In the café where I stopped for lunch, the staff listened to cassettes
on a battery-powered boom box. Raw meat sat on the counter beneath a
fly-proof net, and there was only a bucket of water available in the
restroom for washing hands. I was later told that residents had full
access to facilities such as electricity and water, but I didn't see any
evidence of it during my visit—nor did I see any trace of Ciudad
Nuclear's alleged Russian residents.
Without local employers or resources, Ciudad Nuclear can survive only as
a commuter town, if it survives at all. Some of the residents work in
Cienfuegos, a port city with a population of 170,000, some 25 miles
away. However, given that only five percent of Cubans own a car or other
private vehicle, it is difficult for most to travel between the two
cities, which is a five-hour shadeless walk under a scorching sun. Even
the horses I saw tethered to a wagon in Ciudad Nuclear appeared to be
struggling with the Caribbean heat.
Year after year, the city's fate is drawing closer. With next to no
budget for maintenance, the concrete hulks are beginning to rust and
crumble in the salty sea winds. I saw balconies that had fallen away
from towers, sections of wall collapsing to reveal the iron girders
rotting inside. An old man watched me pass from the shadowed awning of a
bare, concrete skeleton. He leaned on the wall, smoking a cigar beneath
a sign painted with former Cuban President Fidel Castro's famous words,
"¡Socialismo o Muerto!" (Socialism or Death).

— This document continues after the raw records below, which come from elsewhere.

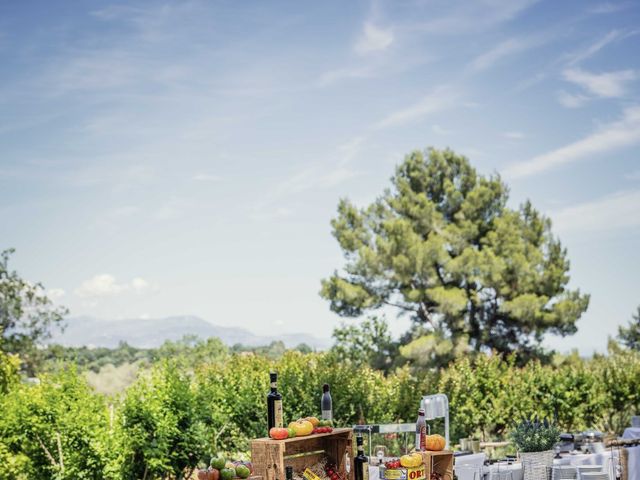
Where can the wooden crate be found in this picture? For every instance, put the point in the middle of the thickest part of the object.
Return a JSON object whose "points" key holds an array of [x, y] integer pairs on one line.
{"points": [[440, 462], [270, 457]]}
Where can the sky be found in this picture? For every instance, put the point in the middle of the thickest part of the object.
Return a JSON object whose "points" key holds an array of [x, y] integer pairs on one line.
{"points": [[172, 158]]}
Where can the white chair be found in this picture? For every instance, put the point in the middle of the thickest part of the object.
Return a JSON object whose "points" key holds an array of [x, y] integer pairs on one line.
{"points": [[584, 469], [469, 467], [562, 472], [594, 476], [469, 472], [497, 473]]}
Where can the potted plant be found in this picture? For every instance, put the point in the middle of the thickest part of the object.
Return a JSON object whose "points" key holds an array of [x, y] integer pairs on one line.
{"points": [[534, 440]]}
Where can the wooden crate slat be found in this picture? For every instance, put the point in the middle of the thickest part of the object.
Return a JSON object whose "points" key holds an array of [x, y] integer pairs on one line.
{"points": [[270, 457]]}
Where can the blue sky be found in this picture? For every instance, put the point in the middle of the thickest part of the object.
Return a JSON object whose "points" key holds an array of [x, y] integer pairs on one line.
{"points": [[187, 157]]}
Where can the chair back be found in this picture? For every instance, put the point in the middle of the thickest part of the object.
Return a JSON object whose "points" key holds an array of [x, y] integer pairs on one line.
{"points": [[564, 472], [469, 472], [594, 476]]}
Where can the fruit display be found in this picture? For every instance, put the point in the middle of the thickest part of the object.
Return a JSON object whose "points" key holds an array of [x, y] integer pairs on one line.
{"points": [[411, 460], [280, 433], [301, 428], [435, 442], [391, 464], [220, 469]]}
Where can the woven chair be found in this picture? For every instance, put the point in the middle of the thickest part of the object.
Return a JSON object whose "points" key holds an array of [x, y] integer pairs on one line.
{"points": [[562, 472], [469, 472], [498, 474], [582, 469]]}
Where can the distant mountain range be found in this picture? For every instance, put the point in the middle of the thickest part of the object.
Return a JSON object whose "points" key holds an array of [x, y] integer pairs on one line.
{"points": [[151, 333]]}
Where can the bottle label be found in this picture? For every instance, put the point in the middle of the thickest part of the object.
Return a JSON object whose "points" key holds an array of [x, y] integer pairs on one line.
{"points": [[277, 409]]}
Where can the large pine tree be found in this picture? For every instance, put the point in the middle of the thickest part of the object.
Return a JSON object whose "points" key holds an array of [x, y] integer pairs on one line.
{"points": [[443, 246]]}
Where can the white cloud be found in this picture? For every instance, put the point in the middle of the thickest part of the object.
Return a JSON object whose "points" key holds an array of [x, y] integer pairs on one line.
{"points": [[442, 98], [622, 133], [497, 53], [438, 130], [571, 100], [609, 7], [514, 135], [595, 47], [139, 284], [351, 149], [617, 211], [334, 76], [206, 177], [608, 85], [633, 175], [472, 17], [105, 285], [55, 293], [373, 39]]}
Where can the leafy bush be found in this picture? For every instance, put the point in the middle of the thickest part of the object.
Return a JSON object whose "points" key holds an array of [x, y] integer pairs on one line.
{"points": [[535, 435], [160, 432], [181, 412], [57, 429]]}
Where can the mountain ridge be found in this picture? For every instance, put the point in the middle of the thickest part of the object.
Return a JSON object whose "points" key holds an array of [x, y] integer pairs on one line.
{"points": [[152, 332]]}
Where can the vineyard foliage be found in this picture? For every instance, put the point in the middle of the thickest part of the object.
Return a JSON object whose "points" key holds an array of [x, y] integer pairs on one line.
{"points": [[175, 416]]}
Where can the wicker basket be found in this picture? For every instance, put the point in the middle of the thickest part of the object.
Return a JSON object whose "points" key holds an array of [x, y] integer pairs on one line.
{"points": [[536, 465]]}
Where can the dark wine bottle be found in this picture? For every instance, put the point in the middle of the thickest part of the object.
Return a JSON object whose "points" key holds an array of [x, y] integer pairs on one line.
{"points": [[361, 462], [326, 404], [274, 404]]}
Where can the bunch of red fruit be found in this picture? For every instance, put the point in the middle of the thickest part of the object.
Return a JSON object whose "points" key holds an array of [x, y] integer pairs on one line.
{"points": [[331, 471], [322, 430], [395, 463]]}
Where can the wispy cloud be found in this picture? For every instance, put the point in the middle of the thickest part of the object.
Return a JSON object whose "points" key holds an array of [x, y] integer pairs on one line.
{"points": [[609, 7], [622, 133], [635, 175], [594, 47], [472, 17], [571, 100], [55, 293], [616, 211], [439, 130], [607, 85], [504, 49], [373, 39], [333, 76], [442, 98], [323, 175], [514, 135], [206, 177], [105, 285]]}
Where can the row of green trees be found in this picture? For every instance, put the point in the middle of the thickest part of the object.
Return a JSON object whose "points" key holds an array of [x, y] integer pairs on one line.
{"points": [[174, 417]]}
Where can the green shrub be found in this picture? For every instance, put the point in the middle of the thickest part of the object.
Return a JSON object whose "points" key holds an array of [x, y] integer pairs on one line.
{"points": [[535, 435], [57, 429]]}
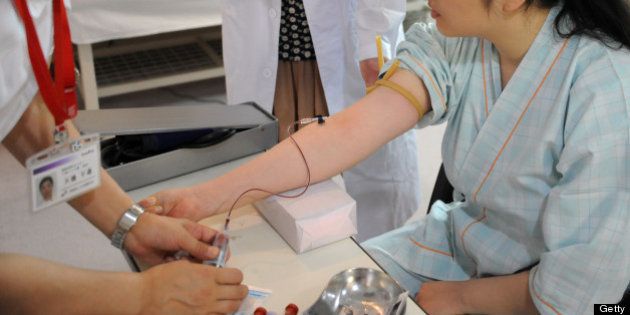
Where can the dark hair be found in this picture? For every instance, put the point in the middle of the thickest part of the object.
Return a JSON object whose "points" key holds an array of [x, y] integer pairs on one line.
{"points": [[605, 20], [45, 179]]}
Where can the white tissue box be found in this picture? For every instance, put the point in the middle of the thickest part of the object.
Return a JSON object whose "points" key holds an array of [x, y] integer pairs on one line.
{"points": [[324, 214]]}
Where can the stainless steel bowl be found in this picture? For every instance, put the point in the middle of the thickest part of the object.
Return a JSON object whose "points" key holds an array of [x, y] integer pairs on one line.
{"points": [[360, 291]]}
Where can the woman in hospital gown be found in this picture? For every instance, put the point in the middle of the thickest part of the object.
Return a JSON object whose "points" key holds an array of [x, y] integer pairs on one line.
{"points": [[541, 168], [537, 149]]}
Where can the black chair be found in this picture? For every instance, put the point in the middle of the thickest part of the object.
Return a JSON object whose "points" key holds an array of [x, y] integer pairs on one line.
{"points": [[443, 190]]}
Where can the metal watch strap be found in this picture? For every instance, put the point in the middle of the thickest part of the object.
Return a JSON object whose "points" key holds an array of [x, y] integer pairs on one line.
{"points": [[127, 220]]}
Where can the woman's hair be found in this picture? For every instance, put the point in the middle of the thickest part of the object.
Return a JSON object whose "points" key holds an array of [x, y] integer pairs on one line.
{"points": [[605, 20]]}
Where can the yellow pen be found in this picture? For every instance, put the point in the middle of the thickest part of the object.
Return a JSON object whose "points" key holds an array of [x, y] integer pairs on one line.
{"points": [[379, 51]]}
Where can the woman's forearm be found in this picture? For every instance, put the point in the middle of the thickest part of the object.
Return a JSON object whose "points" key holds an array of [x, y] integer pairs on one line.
{"points": [[498, 295], [341, 142], [34, 286]]}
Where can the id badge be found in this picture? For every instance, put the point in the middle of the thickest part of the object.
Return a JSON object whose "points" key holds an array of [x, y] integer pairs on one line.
{"points": [[64, 171]]}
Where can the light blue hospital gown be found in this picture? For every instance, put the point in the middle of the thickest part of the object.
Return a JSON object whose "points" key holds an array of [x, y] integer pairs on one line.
{"points": [[543, 174]]}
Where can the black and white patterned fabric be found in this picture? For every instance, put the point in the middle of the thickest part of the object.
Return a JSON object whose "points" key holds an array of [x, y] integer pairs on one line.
{"points": [[296, 43]]}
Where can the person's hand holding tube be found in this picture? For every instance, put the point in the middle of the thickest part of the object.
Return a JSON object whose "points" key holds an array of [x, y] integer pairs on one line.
{"points": [[180, 203], [207, 290], [155, 239]]}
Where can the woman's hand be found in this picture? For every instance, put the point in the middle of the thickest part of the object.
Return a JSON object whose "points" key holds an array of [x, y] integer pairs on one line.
{"points": [[180, 203], [441, 297], [187, 288], [155, 239]]}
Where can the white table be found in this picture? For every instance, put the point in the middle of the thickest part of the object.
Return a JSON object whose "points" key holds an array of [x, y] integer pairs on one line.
{"points": [[265, 258]]}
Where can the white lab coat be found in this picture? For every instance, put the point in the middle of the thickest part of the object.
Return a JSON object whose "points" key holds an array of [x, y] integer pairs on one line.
{"points": [[17, 81], [386, 185]]}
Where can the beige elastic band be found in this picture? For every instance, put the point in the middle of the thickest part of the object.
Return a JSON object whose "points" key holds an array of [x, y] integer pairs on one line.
{"points": [[398, 88]]}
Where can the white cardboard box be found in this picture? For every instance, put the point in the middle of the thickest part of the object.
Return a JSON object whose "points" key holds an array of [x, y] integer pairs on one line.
{"points": [[324, 214]]}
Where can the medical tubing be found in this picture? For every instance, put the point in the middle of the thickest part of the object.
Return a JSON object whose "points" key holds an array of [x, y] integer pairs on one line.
{"points": [[305, 121]]}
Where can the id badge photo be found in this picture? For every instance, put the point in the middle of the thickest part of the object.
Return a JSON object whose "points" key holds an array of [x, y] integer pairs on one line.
{"points": [[64, 171]]}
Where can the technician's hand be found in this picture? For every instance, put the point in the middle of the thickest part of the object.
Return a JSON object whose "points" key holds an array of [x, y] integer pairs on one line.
{"points": [[179, 203], [187, 288], [154, 239], [369, 70], [441, 297]]}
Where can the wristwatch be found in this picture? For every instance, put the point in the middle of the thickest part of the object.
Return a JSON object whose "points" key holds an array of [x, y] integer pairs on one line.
{"points": [[127, 220]]}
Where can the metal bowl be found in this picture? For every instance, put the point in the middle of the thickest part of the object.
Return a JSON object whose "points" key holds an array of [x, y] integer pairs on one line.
{"points": [[360, 291]]}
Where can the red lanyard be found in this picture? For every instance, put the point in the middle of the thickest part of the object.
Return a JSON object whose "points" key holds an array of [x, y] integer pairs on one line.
{"points": [[60, 94]]}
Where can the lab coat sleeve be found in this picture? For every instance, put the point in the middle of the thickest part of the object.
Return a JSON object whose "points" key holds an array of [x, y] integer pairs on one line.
{"points": [[585, 221], [380, 17], [17, 82], [435, 59]]}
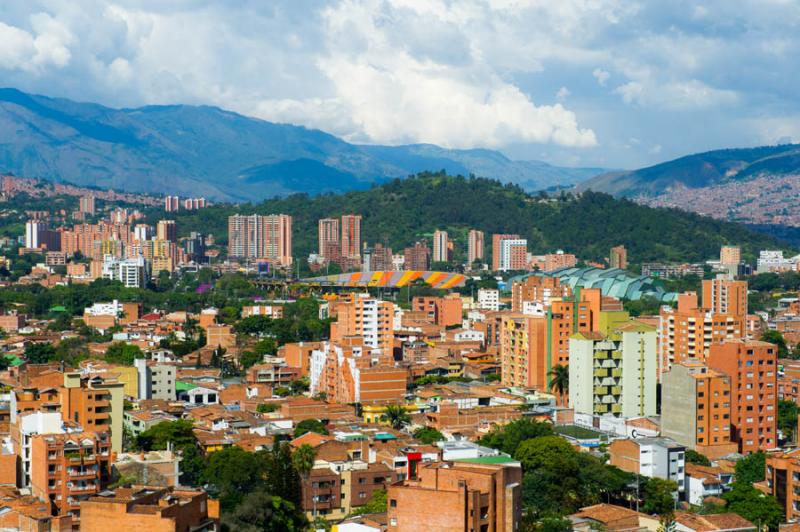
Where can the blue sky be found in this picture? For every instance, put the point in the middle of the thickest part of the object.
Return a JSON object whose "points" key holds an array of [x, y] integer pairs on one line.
{"points": [[574, 82]]}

In Cienfuegos I met Ramos, a Cuban engineer now in his late 50s, who had
come to the coast in the 1980s looking for a job at the power plant. The
plant was never finished, though, so he settled in Cienfuegos instead,
where he works as a taxi driver to this day. I asked Ramos about Ciudad
Nuclear, about the unsustainable community amid the concrete cemetery.
It seems that the residents of Ciudad Nuclear are faced with a choice.
They can either retreat to the cities—such as Cienfuegos, Santa Clara,
or Havana—or they can simply wait and hope for better days.
Those days may come, perhaps. U.S. President Barack Obama talks of
opening trade deals with Cuba. Russian President Vladimir Putin has
promised to cancel 90 percent of the debts that Cuba once owed to the
former Soviet Union—about $32 billion—in exchange for reopening its old
Soviet spying post at Lourdes, just outside Havana (a facility that had
once been used to monitor telephone calls coming out of the U.S.
southeast). One way or another, Cuba's fortunes are set to change over
the coming decades. But for Ciudad Nuclear, with its wilting population
and rapidly decaying homes, these changes may come too late.